The fact that local authorities cannot go to the markets to raise money for housing is nonsense. That is the major bar to local authorities or ALMOs being able to build more houses. It all reflects the definition of the public sector borrowing requirement or the public sector net debt that is adopted by the Treasury and imposed on local authorities in this country.

It is a different definition from the one that applies in Europe, and it has different consequences from the situation in North America. When the Government report to international bodies such as the IMF and the EU on the national borrowing requirement, that excludes the kind of borrowing that is allowed by the public sector borrowing requirement in other European countries.

This is not an act of nature; it is a positive decision by successive Treasury officials, and one that makes a nonsense of the ability of local authorities to do anything about the housing crisis that is facing them in most areas, either on an immediate basis or on a long-term strategic one. We know, and this has been reiterated by all parties, that we need to double the level of the new supply of housing. This is an inhibition on the public sector acting directly. I am not just talking about the ability to build traditional council housing; I am talking about the ability of local authorities to engage in joint ventures with housing associations and to support developers in the private sector in building houses. If all this is barred to local authorities, there is no hope of resolving the housing crisis that faces us.

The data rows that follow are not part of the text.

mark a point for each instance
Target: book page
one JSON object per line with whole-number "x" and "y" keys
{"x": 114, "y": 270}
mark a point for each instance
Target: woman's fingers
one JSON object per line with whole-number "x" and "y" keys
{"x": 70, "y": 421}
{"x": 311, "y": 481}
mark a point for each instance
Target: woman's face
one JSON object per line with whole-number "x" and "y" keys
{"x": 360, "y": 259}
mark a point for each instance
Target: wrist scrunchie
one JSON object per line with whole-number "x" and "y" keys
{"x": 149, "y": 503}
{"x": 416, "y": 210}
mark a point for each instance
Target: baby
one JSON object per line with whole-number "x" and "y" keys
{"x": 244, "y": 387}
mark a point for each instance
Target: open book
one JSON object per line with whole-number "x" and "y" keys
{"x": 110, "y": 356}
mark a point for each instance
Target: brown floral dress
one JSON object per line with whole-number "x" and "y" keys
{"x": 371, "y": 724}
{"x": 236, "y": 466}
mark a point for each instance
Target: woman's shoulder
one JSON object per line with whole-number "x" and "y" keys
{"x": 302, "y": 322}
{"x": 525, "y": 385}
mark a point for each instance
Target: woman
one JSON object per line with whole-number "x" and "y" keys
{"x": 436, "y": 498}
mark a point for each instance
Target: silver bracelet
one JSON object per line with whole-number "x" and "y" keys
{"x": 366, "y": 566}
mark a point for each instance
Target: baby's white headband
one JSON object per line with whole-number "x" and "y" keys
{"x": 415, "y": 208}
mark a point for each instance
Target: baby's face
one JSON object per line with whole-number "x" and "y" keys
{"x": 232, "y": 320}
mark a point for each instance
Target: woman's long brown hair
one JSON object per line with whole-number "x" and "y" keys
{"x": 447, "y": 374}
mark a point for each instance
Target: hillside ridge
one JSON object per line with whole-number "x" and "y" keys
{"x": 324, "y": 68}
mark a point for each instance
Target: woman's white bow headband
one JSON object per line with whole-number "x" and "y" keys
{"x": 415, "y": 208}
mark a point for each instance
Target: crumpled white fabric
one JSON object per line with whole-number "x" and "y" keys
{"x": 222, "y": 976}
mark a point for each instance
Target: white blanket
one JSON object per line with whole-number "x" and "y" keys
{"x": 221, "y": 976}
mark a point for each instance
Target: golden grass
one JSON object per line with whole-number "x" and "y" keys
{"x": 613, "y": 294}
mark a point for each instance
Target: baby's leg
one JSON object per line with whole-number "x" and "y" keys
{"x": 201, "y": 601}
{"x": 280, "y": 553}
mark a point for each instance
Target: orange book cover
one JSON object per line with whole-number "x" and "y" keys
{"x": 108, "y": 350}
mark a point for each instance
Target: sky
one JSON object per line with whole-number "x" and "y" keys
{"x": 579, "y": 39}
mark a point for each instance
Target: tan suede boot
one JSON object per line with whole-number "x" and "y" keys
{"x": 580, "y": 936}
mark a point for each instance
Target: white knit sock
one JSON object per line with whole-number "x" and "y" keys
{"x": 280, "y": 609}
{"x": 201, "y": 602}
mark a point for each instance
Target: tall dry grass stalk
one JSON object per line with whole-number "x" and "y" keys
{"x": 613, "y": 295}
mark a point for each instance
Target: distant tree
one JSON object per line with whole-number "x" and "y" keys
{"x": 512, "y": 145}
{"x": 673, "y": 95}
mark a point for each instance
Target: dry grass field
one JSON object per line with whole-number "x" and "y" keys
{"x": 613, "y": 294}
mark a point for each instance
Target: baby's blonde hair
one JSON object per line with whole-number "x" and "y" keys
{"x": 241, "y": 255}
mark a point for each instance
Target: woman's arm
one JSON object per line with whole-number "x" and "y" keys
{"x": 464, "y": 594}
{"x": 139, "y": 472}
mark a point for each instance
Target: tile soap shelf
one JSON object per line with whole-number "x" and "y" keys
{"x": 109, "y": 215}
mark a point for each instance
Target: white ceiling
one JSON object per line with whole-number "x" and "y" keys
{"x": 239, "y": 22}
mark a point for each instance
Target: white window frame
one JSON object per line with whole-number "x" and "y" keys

I ask the Government—I also direct this to my own Front Bench in terms of what an alternative Government would do—at the very least to review how this definition of the public sector net debt is impacting on the ability of local authorities to do their job in one very important area, one that is vital to the future health not only of our society but of our economy, since housing could provide a much needed local and national boost to economic activity. Could the Government at least commit themselves to a review? The current situation is a nonsense. It is part of the general centralisation of financing within this country but it could specifically be dealt with pretty easily, in immediate and bureaucratic terms, with the stroke of a pen. I hope that the Government, and indeed other parties, can commit themselves to such a review.